The vast expanse of Dartmoor National Park is home to thousands of different plants and wildflowers. Some of these species are unique to Dartmoor thanks to the granite and acid soil that makes up most of the park’s land. The lower slopes create a home to brightly coloured gorse and heather. Further down the gentle slopes and into the protected valleys, where the soil is less acidic, you’ll find more delicate flowers such as bluebells and the greater butterfly-orchid. Below we take a look at some of Dartmoor’s beautiful wildflowers and where and how to spot them when you visit.
Neither cotton nor grass, this plant is found in the higher areas of Dartmoor. Flowering in June, cotton grass is a type of sedge that loves bogs, marshes and moist acidic areas. Loving sunny areas, the pretty tufts of white flowers in June offset the dominate greens, browns and reds of Dartmoor’s scenery. View these wildflowers from a distance unless you’re prepared to get your feet wet!
Found on Dartmoor, Exmoor and many of the coastal areas of the UK, gorse is a highly adaptive plant with beautiful bright yellow flowers that have a coconut scent. Most common on the mid slopes of Dartmoor, gorse is a prickly customer, so don’t get too close unless you’re wearing tough clothing! Yellow dye made from gorse flowers can colour cloth.

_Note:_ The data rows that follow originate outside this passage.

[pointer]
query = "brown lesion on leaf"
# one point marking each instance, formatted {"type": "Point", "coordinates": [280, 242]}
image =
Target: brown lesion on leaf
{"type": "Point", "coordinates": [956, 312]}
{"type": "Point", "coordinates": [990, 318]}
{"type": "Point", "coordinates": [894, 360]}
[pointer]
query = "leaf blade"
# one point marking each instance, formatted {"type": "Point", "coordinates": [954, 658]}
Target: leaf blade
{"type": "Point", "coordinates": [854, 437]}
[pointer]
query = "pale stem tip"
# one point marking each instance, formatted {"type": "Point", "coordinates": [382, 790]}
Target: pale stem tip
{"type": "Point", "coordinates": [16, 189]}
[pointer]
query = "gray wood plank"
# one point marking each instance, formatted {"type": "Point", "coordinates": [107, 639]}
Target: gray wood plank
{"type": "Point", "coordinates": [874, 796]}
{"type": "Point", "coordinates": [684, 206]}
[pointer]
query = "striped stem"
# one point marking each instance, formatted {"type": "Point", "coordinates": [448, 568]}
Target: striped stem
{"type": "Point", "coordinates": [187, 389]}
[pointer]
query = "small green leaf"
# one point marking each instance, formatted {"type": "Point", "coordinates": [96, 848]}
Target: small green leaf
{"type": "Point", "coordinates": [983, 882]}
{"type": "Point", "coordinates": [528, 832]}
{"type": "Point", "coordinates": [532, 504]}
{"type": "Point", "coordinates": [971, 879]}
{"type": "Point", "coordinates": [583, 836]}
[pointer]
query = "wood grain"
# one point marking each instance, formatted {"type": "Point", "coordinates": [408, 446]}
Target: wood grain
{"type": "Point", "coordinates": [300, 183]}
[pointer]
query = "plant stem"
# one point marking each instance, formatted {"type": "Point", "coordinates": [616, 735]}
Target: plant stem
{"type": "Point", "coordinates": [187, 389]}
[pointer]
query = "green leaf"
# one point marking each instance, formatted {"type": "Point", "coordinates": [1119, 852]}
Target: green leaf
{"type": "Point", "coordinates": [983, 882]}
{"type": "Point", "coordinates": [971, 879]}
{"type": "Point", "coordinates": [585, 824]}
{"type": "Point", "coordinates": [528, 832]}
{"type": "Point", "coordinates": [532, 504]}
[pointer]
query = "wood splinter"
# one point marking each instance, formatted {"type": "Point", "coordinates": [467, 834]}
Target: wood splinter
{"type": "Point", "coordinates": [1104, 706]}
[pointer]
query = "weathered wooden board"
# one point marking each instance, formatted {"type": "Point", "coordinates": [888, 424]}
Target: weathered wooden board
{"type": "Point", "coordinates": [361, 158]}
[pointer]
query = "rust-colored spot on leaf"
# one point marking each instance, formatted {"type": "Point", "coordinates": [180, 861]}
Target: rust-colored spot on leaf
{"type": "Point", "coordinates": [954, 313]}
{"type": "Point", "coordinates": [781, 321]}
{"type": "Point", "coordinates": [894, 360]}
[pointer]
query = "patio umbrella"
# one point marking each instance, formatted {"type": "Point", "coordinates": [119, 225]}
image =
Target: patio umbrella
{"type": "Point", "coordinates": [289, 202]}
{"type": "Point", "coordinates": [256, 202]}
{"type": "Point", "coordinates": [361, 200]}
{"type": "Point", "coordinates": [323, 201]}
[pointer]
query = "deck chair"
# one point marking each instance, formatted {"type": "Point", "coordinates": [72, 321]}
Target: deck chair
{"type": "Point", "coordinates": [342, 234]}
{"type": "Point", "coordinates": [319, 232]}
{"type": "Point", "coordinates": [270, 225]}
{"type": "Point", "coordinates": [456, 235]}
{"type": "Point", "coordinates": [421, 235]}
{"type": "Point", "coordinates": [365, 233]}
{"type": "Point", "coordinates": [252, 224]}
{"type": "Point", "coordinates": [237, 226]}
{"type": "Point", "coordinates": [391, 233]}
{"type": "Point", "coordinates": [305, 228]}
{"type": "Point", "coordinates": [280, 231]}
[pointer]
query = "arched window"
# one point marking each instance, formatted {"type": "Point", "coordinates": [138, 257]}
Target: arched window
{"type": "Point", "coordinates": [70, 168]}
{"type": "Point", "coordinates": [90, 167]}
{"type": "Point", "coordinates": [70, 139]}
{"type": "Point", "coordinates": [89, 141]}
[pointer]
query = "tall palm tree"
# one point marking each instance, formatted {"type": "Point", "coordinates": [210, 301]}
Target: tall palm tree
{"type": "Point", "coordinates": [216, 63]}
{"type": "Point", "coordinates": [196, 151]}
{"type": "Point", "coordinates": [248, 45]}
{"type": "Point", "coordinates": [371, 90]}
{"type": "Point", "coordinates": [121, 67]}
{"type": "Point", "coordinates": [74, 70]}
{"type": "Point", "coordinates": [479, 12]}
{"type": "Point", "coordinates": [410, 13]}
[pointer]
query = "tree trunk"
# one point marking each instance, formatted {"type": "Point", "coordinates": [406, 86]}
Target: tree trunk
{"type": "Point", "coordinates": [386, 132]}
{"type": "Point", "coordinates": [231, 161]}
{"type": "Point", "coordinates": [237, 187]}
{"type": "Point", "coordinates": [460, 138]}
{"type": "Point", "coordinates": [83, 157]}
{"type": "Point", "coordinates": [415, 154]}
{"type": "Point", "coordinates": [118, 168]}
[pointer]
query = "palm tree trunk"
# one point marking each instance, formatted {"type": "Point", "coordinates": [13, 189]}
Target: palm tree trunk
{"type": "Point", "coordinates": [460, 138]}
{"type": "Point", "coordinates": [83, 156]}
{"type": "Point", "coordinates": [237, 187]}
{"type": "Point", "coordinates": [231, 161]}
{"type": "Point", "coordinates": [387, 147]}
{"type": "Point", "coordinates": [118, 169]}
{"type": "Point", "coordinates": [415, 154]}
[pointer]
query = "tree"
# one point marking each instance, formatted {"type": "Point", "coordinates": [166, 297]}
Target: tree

Cloaking the slopes of Dartmoor in beautiful purple hues each summer, heather is a sight to behold. These wildflowers are both pretty and have been used for generations to provide scent in a warm bath or drunk as a tea to treat sleep disorders, breathing problems and coughs or colds. Sprigs of heather mostly have a herby smell with some floral notes.
Mid-May is the best time to see bluebells on Dartmoor. The rolling hills carpeted with England’s delicate blue flower are a delight to see. Signalling the onset of warmer months, bluebell walks on Dartmoor abound. You can choose from strolls through wooded areas, walks on open moorland or wander through protected valleys. Both English and Spanish bluebells are found on Dartmoor, the smaller more delicate blooms are the native flowers.
This native plant likes chalky soil. You’ll find the delicate whitish-green flowers in meadows and grasslands on the lower areas of Dartmoor. Flowers bloom in cylindrical bunches around the stem from May to July. The plant takes its name from the shape of the petals and sepals which are reminiscent of a butterfly.